Ifoundihé, village propre - et pourquoi pas ! :

 

 

Ce village compte environ 500 habitants et comme dans toute l’île, la présence de décharges sauvages sans tri ni traitement se voit un peu partout.

Une situation comme celle-ci affecte la santé des villageois.

 

Nos objectifs :

 

  Prévenir les maladies

 

  Améliorer l’hygiène

 

  Assurer la propreté du village

 

  Offrir une image de propreté pour un meilleur accueil

 

Les actions à mettre en place :

 

  Faire trier des déchets dans tous les foyers

 

  Emmener les déchets dans un lieu sélectionné

 

  Brûler les déchets qui se consument

 

  Trouver un moyen d'évacuer les déchets non consumables

 

        

Ce qui nécessite :

 

  Un changement dans les manières de faire

 

  Une sensibilisation profonde à long terme pour les villageois

 

  Une formation de quelques personnes pour la gestion des déchets

 

  Nettoyer le village avec des moyens appropriés

 

gestion des déchets

 

 

Types de déchets rencontrés dans le village : papiers en tout genre, boîtes de conserve, plastiques : sachets, bouteilles plastique, bouteilles en verre, piles, résidus de légumes, épluchures, cocos…, parfois quelques pansements, enveloppes de médicaments en plastique dur, bombes désodorisantes, rasoirs manche plastique, vaisselle cassée, linge abîmé…

 

  Possibilité de brûler : papiers, cartons, pansements, enveloppes de médicaments, couches

 

  Possibilité d’enfouir ou d'évacuer : boîtes de conserves

 

  Possibilité de donner aux animaux (vaches et chèvres) : épluchures, résidus de légumes

 

Pour le reste, rencontrer des instances dans la capitale pour la récupération de piles, de bouteilles en verre.

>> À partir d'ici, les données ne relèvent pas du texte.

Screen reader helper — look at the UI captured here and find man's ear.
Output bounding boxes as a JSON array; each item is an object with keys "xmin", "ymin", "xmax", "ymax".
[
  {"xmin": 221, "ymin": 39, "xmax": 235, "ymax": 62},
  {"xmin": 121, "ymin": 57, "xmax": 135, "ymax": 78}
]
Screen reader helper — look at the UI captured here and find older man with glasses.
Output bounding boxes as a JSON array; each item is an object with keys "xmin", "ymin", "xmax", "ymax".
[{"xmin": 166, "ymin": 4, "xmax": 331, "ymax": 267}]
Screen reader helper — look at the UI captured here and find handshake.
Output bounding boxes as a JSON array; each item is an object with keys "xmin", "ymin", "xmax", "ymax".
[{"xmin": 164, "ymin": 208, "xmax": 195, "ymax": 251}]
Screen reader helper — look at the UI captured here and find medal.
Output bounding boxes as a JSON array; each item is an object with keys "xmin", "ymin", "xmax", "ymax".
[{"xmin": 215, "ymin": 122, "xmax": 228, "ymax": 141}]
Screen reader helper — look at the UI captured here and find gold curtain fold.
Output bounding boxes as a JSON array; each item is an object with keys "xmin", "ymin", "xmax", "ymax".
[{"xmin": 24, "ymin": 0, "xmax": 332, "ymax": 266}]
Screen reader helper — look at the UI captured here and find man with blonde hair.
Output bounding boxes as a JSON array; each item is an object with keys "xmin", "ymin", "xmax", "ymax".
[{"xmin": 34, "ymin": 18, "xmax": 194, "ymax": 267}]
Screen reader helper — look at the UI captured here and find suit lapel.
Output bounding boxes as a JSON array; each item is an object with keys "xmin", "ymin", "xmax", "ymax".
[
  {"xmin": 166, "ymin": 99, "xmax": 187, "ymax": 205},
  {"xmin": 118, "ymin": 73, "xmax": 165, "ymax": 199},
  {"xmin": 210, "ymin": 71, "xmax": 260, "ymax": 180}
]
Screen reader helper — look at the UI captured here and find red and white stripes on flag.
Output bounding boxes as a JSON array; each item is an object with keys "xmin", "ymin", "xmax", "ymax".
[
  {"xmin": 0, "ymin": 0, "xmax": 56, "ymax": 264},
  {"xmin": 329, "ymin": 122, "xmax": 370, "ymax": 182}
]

Faire une campagne contre l’utilisation des sacs plastiques.

 

Nos éventuels partenaires :

 

  Contacter Mr Leclerc qui promeut l’environnement sans sacs plastiques. Demande de gants pour nettoyer le village et aide pour prospectus de sensibilisation.

 

  Contacter le ministère de l’environnement à Moroni.

 

  Contacter un ou deux mécénats en France pour financer l’achat de containers.